The factors that influenced the Stock Exchange of Thailand (SET) index last week will continue to do so this week, chief among them the Map Ta Phut industrial-projects suspension saga. The focus will be on the Natural Resources and Environment Ministry's regulations on health impact assessments and the formation of an independent oversight body, as well as how many of the 65 suspended projects will be allowed to go ahead, aside from Siam Yamato. The fate of the sixth gas-separation plant is crucial as it involves the downstream petrochemical industry. Most of the affected stocks are trading at levels seen in September, when the suspension order was maintained. As such, these stocks are unlikely to see any significant increase in price.
Local individual and institutional investors will be key, as foreign volume will be thin over the holiday period. The market should rise due to increased investment in long-term equity funds and retirement management funds, with the SET Index likely to end the year at between 735 and 740 points.
Some stocks should be held by investors until next year, such as KBANK, which has maintained profit growth through increased loans to small and medium-sized enterprises; SAT, which has seen a return to brisk orders; TUF, which should see continued profit growth due to production relocation to cut costs; and BCP, which is trading at five times lower than prospective earnings.
The political situation will continue to be an area to watch, as it could lead to volatility, so investors should be careful. Happy New Year!
KAVEE CHUKITKASEM
Assistant managing director
Kasikorn Securities
The Thai market's bullishness should continue in early 2010, and a "January effect" is likely. The SET Index should hit 760 points again in January, and will continue its rise this week.
However, investors should also beware of a possible "post-January effect". The Thai market could face renewed political pressure as the Supreme Court is due to rule in the Bt76-billion asset-seizure case against former prime minister Thaksin Shinawatra. It is likely that the red shirts will launch mass rallies ahead of the ruling, which will have huge consequences for both the government and the opposition.

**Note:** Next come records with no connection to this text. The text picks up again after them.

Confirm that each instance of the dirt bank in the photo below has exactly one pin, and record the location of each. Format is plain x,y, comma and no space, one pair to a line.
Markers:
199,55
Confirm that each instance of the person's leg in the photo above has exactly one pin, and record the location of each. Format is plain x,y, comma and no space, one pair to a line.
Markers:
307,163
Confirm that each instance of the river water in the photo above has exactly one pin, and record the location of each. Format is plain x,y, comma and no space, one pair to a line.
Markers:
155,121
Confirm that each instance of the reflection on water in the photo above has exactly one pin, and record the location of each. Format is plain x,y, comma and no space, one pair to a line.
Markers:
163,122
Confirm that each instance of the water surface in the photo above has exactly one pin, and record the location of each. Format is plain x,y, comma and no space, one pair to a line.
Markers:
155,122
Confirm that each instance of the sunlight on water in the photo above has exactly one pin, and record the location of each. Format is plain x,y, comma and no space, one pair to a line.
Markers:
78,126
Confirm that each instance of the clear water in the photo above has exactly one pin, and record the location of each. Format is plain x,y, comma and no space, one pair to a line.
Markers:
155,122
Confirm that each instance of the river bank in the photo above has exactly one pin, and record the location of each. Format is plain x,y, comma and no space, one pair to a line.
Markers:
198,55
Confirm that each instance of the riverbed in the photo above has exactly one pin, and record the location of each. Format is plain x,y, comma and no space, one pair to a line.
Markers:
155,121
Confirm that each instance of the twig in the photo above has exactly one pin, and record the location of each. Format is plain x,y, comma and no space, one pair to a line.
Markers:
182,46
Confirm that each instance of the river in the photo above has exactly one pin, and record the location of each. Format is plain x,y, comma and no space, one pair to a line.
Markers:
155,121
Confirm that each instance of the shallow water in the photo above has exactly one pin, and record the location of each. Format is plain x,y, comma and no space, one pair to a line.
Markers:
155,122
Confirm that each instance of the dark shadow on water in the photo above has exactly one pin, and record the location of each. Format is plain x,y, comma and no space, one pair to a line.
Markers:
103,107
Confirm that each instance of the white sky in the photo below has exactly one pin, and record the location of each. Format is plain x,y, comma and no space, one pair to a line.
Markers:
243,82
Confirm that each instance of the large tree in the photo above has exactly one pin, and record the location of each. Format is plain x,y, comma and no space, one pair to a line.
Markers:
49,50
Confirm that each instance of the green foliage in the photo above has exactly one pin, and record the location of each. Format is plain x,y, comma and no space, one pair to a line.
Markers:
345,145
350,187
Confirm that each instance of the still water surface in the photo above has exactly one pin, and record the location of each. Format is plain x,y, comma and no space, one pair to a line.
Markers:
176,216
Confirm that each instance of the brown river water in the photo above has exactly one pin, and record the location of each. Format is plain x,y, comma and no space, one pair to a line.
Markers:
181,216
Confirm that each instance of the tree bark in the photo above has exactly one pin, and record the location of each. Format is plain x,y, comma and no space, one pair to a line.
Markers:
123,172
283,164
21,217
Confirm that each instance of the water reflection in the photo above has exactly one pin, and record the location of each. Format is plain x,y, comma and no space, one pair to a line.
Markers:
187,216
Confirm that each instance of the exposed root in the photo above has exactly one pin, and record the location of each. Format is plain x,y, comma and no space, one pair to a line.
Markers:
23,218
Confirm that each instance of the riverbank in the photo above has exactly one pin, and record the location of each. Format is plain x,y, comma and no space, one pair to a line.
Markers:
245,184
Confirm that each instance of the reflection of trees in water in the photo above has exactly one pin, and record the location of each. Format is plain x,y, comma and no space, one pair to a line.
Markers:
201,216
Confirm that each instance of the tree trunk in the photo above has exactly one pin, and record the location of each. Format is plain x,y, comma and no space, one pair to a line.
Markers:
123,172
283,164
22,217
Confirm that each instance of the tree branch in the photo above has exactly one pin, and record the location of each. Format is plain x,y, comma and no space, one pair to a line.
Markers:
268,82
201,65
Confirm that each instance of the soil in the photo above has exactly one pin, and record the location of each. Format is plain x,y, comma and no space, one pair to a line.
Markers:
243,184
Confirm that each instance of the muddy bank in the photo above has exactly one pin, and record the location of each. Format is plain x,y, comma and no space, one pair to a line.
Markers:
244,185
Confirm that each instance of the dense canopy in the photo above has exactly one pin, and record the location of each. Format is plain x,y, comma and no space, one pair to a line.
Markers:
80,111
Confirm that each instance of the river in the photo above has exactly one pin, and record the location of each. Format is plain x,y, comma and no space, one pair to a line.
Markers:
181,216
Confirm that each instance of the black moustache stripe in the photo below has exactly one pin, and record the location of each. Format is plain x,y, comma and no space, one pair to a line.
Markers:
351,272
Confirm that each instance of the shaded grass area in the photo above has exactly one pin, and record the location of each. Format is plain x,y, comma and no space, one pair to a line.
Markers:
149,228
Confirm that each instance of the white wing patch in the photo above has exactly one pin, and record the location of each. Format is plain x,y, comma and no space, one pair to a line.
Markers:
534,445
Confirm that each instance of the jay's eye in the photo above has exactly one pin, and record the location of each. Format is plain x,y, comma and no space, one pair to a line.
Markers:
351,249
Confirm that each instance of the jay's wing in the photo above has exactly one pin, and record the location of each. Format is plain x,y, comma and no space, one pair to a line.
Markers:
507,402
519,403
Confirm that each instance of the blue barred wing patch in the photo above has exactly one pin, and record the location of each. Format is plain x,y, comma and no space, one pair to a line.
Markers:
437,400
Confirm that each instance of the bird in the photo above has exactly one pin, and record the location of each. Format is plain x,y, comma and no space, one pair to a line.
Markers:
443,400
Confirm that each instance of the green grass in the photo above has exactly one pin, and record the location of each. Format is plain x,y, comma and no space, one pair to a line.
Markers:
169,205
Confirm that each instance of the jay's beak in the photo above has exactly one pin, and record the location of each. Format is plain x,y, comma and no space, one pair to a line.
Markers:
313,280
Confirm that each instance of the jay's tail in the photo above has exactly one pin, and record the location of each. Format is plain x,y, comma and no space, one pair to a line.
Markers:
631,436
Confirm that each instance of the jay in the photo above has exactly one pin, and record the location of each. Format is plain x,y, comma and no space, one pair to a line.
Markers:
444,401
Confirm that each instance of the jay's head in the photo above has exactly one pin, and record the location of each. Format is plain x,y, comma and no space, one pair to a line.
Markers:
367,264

Investors should gradually unload shares in the first two weeks of January, and return to the market when the political environment is clearer.
In the short term, speculate on QH, PS, CENTEL and STANLY, which are expected to show impressive performances in the fourth quarter of 2009 and the first quarter of 2010. Investors should also consider PTTEP, LH, ADVANC and BBL, whose prices could rise on window-dressing by large investors, and on the "January effect".
SUKIT UDOMSIRIKUL
Siam City Research Institute
With only three trading days left this year, the stock market is set for thin trading, and the SET Index will likely move in a narrow range. Domestic factors will have the biggest influence, with health impact assessment guidelines in focus, as well as the Bank of Thailand's economic figures. Still, these factors should not have a big effect on market movements.
More interesting is how the market will look in the first week of January. It is likely to rise in a "January effect", with supports from continued capital inflows, the dollar's weakening and a clearer outlook for the Map Ta Phut fiasco.
Capital inflows to Asia should continue as their economic growth is stronger than that of developed countries, while interest rates here are likely to rise. Another issue to watch is China's second stimulus package. Meanwhile, the US dollar could weaken in the short term after dollar-asset allocation is completed, spurring speculation on risky assets. Moreover, it remains uncertain how US rates will move.
Domestically, it is possible that some of the 65 suspended Map Ta Phut projects will be able to proceed faster than expected. Political risk will be heightened in late January.
The Index is likely to move between 750 and 800 points in January, so investors should start to accumulate. Focus should be placed on high-dividend stocks such as TRT, TMT and TPAC, which will likely pay 2009 dividends of Bt0.57, Bt0.50 and Bt0.52, respectively. Investors should focus on stocks that show recovery, such as MINT, BGH and PTTEP, whose prices have already factored in negative news.